Menu

uftp & segfaults

banuchka
2015-04-10
2015-04-30
  • banuchka

    banuchka - 2015-04-10

    Hi, sometimes (often) i've had a problem with uftp. My setup is:

    one server for the transmit process, one server for aggregation proxy and a lot of client, some of them put operates with proxy and some with the server.

    Proxy process is running with:

    "/local/uftp/usr/sbin/uftpproxyd -r -L /local/logs/uftpproxy.log -x 2 -M 230.4.3.100 -N -20 -k key -t 2 -B 2097152"
    

    Server start file transfer process with:

    "/local/uftp/bin/uftp -R 100000 -W 10000 -s 10 -r 0.6:0.01:90 -t 2 -B $((2*1024*1024)) -b 1200 -I eth0 -L #logfile# -S #statfile# -M 230.4.3.100 -P 230.5.5.x -j /local/uftp/proxy.txt -H #hosts# -D #dest# #source#"
    

    where #hosts# is the list of client's ip addresses.

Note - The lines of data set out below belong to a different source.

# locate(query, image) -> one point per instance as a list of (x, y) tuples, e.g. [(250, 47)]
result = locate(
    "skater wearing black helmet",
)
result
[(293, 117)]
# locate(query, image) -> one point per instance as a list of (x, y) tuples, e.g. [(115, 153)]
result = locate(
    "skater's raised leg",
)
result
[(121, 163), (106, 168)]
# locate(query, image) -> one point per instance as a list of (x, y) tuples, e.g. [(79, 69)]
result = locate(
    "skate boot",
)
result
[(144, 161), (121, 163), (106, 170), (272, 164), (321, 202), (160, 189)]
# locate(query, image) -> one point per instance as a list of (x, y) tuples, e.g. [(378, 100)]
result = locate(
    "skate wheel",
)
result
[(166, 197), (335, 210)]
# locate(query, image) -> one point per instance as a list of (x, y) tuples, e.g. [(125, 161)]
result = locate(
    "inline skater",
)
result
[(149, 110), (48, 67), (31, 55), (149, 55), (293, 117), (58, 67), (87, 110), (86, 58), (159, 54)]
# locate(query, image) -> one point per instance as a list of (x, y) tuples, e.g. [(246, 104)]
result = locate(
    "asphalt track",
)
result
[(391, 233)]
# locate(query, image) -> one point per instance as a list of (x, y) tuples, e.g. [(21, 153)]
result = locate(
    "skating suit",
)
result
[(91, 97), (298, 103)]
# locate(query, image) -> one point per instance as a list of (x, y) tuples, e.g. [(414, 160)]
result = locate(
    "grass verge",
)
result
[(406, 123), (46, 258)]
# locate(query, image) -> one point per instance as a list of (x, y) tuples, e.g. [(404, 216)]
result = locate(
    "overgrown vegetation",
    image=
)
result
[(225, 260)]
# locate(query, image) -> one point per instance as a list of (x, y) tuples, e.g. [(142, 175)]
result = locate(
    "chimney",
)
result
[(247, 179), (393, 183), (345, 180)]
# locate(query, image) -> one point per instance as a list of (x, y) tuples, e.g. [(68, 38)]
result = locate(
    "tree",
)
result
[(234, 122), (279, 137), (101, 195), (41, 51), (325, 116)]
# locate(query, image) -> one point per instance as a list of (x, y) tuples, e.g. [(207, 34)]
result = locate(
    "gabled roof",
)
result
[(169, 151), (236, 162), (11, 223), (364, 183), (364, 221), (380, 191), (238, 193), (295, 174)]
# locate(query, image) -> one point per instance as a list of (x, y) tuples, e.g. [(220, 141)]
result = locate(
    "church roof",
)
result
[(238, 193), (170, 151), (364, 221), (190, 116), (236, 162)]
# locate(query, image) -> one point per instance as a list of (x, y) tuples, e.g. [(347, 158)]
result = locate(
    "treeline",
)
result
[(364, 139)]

    There is a core dump under gdb:

    # gdb /local/uftp/bin/uftp /local/tmp/php-cores/core-uftp.23104
    GNU gdb (GDB) SUSE (7.5.1-0.7.29)
    Copyright (C) 2012 Free Software Foundation, Inc.
    License GPLv3+: GNU GPL version 3 or later <http://gnu.org/licenses/gpl.html>
    This is free software: you are free to change and redistribute it.
    There is NO WARRANTY, to the extent permitted by law.  Type "show copying"
    and "show warranty" for details.
    This GDB was configured as "x86_64-suse-linux".
    For bug reporting instructions, please see:
    <http://www.gnu.org/software/gdb/bugs/>...
    Reading symbols from /local/uftp/bin/uftp...done.
    [New LWP 23104]
    [Thread debugging using libthread_db enabled]
    Using host libthread_db library "/lib64/libthread_db.so.1".
    Core was generated by `/local/uftp/bin/uftp -R 100000 -W 10000 -s 10 -r 0.6 0.01 90 -t 2 -B 2097152 -b'.
    Program terminated with signal 6, Aborted.
    #0  0x00007f058a756885 in raise () from /lib64/libc.so.6
    (gdb) bt
    #0  0x00007f058a756885 in raise () from /lib64/libc.so.6
    #1  0x00007f058a757e61 in abort () from /lib64/libc.so.6
    #2  0x00007f058a79787f in __libc_message () from /lib64/libc.so.6
    #3  0x00007f058a79d088 in malloc_printerr () from /lib64/libc.so.6
    #4  0x00007f058a7a20cc in free () from /lib64/libc.so.6
    #5  0x000000000040b275 in send_regconf (finfo=0x7fff822528f0, attempt=7, do_regconf=1) at server_announce.c:242
    #6  0x00000000004155b0 in announce_phase (finfo=0x7fff822528f0) at server_phase.c:286
    #7  0x00000000004140f5 in send_files () at server_send.c:521
    #8  0x000000000041ec76 in main (argc=32, argv=0x7fff82252a98) at server_main.c:42
    

    Denis, maybe you know something and may say anything about that. Thanks in advance.

     

    Last edit: Dennis Bush 2015-04-10
  • Dennis Bush

    Dennis Bush - 2015-04-10

    I ran through a few tests while using valgrind, however I didn't see any memory leaks or invalid reads/writes come up.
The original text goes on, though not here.